Memang tidak gampang untuk mengajaknya mengobrol lama. Karena ia sedang menjaring tamu, para pria yang doyan kelayapan malam di tempat itu. Tim lalu mencoba mendekatinya dan membelikan minuman ringan agar obrolan bisa berlangsung lebih akrab. “Saya lagi malas mas, baru bangun tidur…saya lho dari sore tidur saja, gak tahu kok malas banget…,” ia memulai perbincangan.
Obrolan pun mulai akrab, ia bercerita tentang dirinya yang masih baru tinggal di Lokalisasi Malanu. Wanita berperawakan tinggi dan mengkal ini lama tinggal di Kota Batam.
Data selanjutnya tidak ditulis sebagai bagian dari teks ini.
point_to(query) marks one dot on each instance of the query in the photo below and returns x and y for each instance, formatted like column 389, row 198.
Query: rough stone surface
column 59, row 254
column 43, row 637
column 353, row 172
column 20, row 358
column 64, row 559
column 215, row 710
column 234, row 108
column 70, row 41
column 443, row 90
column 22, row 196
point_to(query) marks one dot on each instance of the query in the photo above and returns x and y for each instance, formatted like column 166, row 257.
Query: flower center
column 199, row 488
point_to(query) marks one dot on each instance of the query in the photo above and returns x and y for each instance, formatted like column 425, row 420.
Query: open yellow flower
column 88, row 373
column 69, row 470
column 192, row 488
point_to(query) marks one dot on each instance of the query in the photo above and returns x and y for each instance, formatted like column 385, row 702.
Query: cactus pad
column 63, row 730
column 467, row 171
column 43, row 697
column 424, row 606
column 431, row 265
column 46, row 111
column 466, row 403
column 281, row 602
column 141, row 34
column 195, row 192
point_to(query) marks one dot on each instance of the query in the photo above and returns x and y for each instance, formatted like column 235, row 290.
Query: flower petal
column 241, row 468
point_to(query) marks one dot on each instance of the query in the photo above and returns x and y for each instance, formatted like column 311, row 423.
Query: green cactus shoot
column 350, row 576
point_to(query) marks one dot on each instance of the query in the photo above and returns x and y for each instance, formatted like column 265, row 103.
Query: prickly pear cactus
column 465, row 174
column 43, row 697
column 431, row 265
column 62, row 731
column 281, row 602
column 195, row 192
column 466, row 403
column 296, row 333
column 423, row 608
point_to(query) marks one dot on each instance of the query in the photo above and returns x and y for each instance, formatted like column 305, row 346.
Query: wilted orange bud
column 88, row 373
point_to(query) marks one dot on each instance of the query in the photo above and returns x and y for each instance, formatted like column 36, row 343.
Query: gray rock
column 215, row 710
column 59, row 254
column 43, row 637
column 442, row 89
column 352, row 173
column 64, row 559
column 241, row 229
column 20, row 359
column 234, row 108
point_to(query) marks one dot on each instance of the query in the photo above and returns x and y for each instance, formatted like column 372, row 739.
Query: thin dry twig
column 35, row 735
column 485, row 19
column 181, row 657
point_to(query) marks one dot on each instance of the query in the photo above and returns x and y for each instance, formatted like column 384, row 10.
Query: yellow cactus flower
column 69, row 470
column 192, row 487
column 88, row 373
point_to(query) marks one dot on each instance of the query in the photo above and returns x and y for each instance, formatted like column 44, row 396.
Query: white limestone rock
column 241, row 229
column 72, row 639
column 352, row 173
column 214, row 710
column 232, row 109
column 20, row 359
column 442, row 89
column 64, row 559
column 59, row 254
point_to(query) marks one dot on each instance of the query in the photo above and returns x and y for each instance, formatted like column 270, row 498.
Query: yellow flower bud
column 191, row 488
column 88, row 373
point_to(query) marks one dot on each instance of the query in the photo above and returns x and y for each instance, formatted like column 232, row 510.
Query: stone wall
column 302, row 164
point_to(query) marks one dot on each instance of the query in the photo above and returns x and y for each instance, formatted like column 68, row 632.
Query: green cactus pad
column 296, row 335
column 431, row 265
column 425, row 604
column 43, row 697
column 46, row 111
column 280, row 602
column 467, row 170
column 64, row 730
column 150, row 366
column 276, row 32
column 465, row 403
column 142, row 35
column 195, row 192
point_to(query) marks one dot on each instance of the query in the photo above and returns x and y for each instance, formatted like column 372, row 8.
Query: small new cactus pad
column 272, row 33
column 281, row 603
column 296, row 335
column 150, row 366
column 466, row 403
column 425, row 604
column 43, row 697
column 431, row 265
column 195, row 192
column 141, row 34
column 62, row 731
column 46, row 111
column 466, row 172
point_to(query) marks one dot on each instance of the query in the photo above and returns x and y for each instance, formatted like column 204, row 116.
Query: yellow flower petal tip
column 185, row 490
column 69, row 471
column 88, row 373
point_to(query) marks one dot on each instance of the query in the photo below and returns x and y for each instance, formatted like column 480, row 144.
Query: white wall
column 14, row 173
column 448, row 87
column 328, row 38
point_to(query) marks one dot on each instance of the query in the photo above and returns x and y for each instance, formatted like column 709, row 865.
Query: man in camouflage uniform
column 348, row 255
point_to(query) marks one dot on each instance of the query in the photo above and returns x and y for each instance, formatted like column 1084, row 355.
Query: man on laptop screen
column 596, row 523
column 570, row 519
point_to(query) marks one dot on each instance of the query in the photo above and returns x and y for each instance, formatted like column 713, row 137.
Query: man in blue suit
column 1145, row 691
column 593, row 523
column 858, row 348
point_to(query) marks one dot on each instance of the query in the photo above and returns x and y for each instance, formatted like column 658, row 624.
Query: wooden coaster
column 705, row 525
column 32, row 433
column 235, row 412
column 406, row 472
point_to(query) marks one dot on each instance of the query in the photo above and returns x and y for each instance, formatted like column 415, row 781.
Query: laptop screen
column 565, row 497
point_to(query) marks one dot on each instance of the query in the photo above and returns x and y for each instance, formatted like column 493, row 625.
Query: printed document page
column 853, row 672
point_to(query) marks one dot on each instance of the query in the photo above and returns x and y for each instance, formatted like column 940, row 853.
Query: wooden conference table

Masalah rumah tangga yang berujung perceraian dengan sang suami, membuat wanita bertato kecil di lengan kanan pun memutuskan pergi menjauh.
Ia sebenarnya sudah memiliki anak yang kini berumur 9 tahun.
“Saya kan telpon teman, nah…dari teman dikasih tahu, kesini..kesini begitu, ya saya pergi sendiri sampai di sini, saya memang langsung datang ke sini mas,” imbuhnya.
Tiap malam, wanita yang tak merokok dan tak mau diajak minum minuman keras ini harus berdandan seksi. Modal awal dalam menggaet tamu-tamu yang datang. Ada yang sekadar menghampiri untuk menanyakan tarif, ada yang menawar hingga jatuh murah, tapi ada juga yang memang langsung oke.
Ia mengakui, tak betah menjadi PSK, tetapi karena tuntutan ekonomi, semuanya terpaksa ia lakoni. Sebenarnya, lanjut wanita berambut panjang itu, ia ingin mencari pekerjaan lain, misalnya membuka warung makan atau apa saja. “Pengennya begitu mas, tapi kan butuh modal juga,” sahutnya pelan.